ARI SHAPIRO, HOST:
Two associates of President Trump's personal attorney Rudy Giuliani were arrested last night at a Washington area airport, reportedly with one-way tickets out of the country. The indictment alleges that Lev Parnas and Igor Fruman tried to steer foreign money to American politicians to advance their own business interests and those of Ukrainian government officials. Both men have also been subpoenaed in the House impeachment inquiry. Kim Wehle is a former federal prosecutor who has handled these kinds of cases.
KIM WEHLE: Thank you, Ari.
SHAPIRO: What stands out to you in these indictments?
WEHLE: Well, I think the message being sent by these indictments sort of marries up with the message being given in this impeachment process, which is that American elections are for Americans to decide, first of all, and that Americans need to have good information when they vote, including who is funding their candidates. And there are basically two conspiracies alleged in these indictments. One, that, as you mentioned, there were foreign nationals that were making contributions funneling money through these defendants to basically sway our elections in their favor - in these foreign nationals' favor not in favor of Americans. And then secondly, that donations were being made through shell companies in amounts that exceeded the contribution limits under the federal election laws.

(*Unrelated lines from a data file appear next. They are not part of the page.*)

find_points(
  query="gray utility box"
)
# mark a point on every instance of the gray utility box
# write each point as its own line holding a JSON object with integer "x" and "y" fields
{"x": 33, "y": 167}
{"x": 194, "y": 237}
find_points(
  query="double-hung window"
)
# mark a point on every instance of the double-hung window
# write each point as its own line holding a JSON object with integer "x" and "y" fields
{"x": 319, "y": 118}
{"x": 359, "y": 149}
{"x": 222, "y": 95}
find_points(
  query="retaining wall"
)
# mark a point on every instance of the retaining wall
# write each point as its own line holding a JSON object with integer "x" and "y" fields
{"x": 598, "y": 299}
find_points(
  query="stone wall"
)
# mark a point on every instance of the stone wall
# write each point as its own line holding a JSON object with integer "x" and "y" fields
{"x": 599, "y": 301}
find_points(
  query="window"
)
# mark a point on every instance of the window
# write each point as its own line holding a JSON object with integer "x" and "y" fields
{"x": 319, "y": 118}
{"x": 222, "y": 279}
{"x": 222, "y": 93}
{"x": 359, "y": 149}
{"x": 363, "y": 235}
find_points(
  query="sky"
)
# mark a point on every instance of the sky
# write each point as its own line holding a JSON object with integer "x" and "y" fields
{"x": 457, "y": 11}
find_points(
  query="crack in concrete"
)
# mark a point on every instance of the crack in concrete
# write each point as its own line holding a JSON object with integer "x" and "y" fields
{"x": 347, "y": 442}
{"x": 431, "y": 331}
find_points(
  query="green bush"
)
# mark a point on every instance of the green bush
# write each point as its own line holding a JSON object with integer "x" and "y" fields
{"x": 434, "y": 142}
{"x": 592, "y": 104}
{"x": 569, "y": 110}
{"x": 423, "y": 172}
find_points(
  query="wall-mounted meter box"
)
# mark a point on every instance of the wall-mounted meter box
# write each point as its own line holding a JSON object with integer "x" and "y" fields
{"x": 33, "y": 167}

SHAPIRO: Now, you said the message marries up with the impeachment inquiry. I wonder whether the process marries up. What happens now that we have these two men who are both involved in the impeachment inquiry and in a criminal justice case in the federal court system?
WEHLE: Yeah, so we've been hearing a lot about, can Congress enforce its subpoenas? And that's actually a little bit tricky for a number of reasons - number of legal reasons. But here now we have the Justice Department, and we have the courts - the court backing that process. It's much more difficult to basically defy a grand jury or a trial subpoena. And so given that these defendants are also potential witnesses in the impeachment probe, Congress and the American people will get the information that - more easily than they would otherwise. And also, of course, prosecutors sometimes make deals with defendants in exchange for information, so that could lend some kind of light - shed some light in the impeachment process.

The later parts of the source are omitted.